Im weißen Rössl
„Furioser Aufgalopp: Singspiel „Im weißen Rössl“ entfacht Begeisterungsstürme in der Waggonhalle. (…) Die 47. Waggonhalle-Produktion geht gewiss als Geniestreich des künstlerischen Teams um Matze Schmidt in die Geschichte des überregional beliebten Kulturzentrums ein.“
(Oberhessische Presse, 09.08.25)
Am 16.08. ist die Gaststätte Rotkehlchen geschlossen. Getränke und Snacks bekommen Sie aus unserem Wagen vor dem Eingang.

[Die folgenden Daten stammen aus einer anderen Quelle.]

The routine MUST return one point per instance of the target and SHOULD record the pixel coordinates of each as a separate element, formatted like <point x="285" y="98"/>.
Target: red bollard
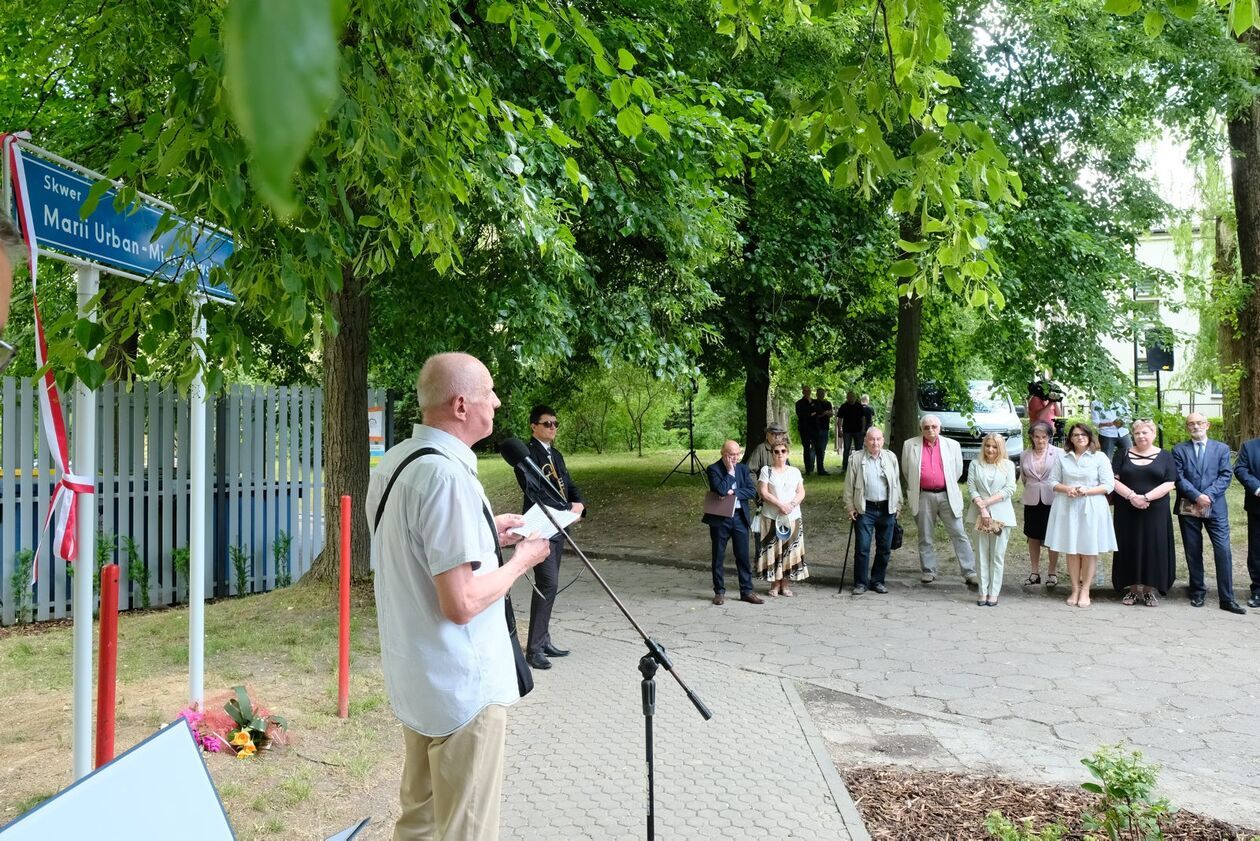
<point x="107" y="666"/>
<point x="343" y="666"/>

Fassung „Bar jeder Vernunft“
Singspiel in drei Akten
frei nach dem Lustspiel von Blumenthal und Kadelburg von Hans Müller und Erik Charell
Gesangstexte von Robert Gilbert
Musik von Ralph Benatzky
Sechs musikalische Einlagen von Robert Gilbert, Bruno Granichstaedten und Robert Stolz
Aufführungsrechte bei Felix Bloch Erben GmbH & Co. KG, Berlin | http://www.felix-bloch-erben.de
Im Gasthof Zum weißen Rössl am Wolfgangsee geht es drunter und drüber: Oberkellner Leopold schmachtet seine Chefin Josepha an, doch die hat nur Augen für den charmanten Dr. Siedler. Währenddessen geraten Gäste, Liebespaare und ein streitlustiger Fabrikant in ein heilloses Chaos voller Missverständnisse, Intrigen und jeder Menge Herzklopfen. Am Ende löst sich das Durcheinander auf – und alle finden ihr Happy End, inklusive einer ordentlichen Portion Alpenromantik und Augenzwinkern.

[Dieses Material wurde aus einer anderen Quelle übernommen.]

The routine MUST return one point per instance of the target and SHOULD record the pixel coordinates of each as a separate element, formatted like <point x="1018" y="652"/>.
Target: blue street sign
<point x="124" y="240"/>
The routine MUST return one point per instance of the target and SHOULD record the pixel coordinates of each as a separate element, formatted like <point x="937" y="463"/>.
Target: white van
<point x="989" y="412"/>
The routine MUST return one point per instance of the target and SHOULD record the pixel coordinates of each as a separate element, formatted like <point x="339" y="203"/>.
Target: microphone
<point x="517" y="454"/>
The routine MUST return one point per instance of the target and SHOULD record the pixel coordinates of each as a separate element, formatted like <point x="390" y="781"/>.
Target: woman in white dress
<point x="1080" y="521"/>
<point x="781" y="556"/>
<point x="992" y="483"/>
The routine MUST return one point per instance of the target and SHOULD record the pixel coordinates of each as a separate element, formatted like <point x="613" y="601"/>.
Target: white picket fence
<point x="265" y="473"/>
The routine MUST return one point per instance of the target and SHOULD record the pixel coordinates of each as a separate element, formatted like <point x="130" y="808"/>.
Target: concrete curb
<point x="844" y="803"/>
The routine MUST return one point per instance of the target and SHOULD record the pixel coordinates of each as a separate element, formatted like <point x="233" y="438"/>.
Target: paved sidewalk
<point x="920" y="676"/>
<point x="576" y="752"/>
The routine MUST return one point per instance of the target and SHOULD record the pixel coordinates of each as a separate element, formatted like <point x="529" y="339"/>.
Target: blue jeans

Die Waggonhalle präsentiert „Im weißen Rössl“ in der „Berliner Fassung“, die als satirische Selbstparodie des Genres gilt. Klar minimalistischer als die klassische Operette ist auch die Inszenierung der Waggonhalle, aber mutig, denn mit Kitsch und Romantik wird mitnichten gegeizt. Aber was ist schon Kitsch und wo fängt Trash an?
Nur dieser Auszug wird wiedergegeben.